Os mais antigos calendários completos eram de 2000 antes de Cristo e se basearam nas fases da lua. O dia começou com o pôr de sol e grupos religiosos declararam que o mês começou quando eles avistaram o primeiro crescente no leste (período sinódico) e determinaram o primeiro dia do mês.
Isto criou problemas, de 29 ou 30 dias alternativos. Doze ciclos completos da lua levam 354 dias: 11 dias a menos! Essa bagunca causou que o ano começou 11 dias mais cedo .
É o caso do calendário maometano, o único calendário lunar ainda em uso hoje.
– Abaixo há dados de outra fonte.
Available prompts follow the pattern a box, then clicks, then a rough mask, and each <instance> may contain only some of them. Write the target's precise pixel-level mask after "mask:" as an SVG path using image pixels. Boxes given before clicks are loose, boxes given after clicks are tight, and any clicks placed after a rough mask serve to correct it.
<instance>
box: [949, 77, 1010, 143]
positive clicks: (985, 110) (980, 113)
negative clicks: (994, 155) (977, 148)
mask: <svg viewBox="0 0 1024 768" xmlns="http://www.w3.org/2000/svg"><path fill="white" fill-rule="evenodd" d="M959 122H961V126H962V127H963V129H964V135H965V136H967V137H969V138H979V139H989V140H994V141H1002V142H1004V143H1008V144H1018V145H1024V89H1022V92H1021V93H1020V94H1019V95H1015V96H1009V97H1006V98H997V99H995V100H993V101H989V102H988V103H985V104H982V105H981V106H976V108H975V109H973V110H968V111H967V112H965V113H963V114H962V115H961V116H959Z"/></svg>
O começo do ano deslisa através das estações durante 33 anos e depois começa de novo.

Hoje em dia, a lua como marcação de tempo é somente usada para reviver as festejos religiosos:

  • O Alcorão ensina aos maometanos olhar a primeira lua nova para iniciar o jejum de Ramadan.
  • O primeiro dia do calendário judaico (Rosh Hashana) cai na primeira lua cheia após o equinócio de setembro.
  • A Páscoa dos católicos cai no primeiro domingo depois do equinócio da primavera (hemisfério norte).
  • Na Índia, os primeiros calendários dão maior importância aos movimentos da lua através das estrelas (período sideral) dando ao mês 27 ou 28 dias.
  • A civilização dos incas trabalhou com calendário sideral.
  • Os Maias tiveram o único calendário não lunar do mundo.

A maioria das culturas achou dificil de aceitar por causa da época da plantação.
Para corrigir isto, os antigos astrônomos gastaram anos para achar algo que desse certo: a adição de um ano bissexto. Fevereiro com 29 dias a cada 4 anos, faz o calendário ocidental. Isto sincroniza mais com o período orbital da terra.
Os antigos astrônomos observaram períodos de plantio e colheita.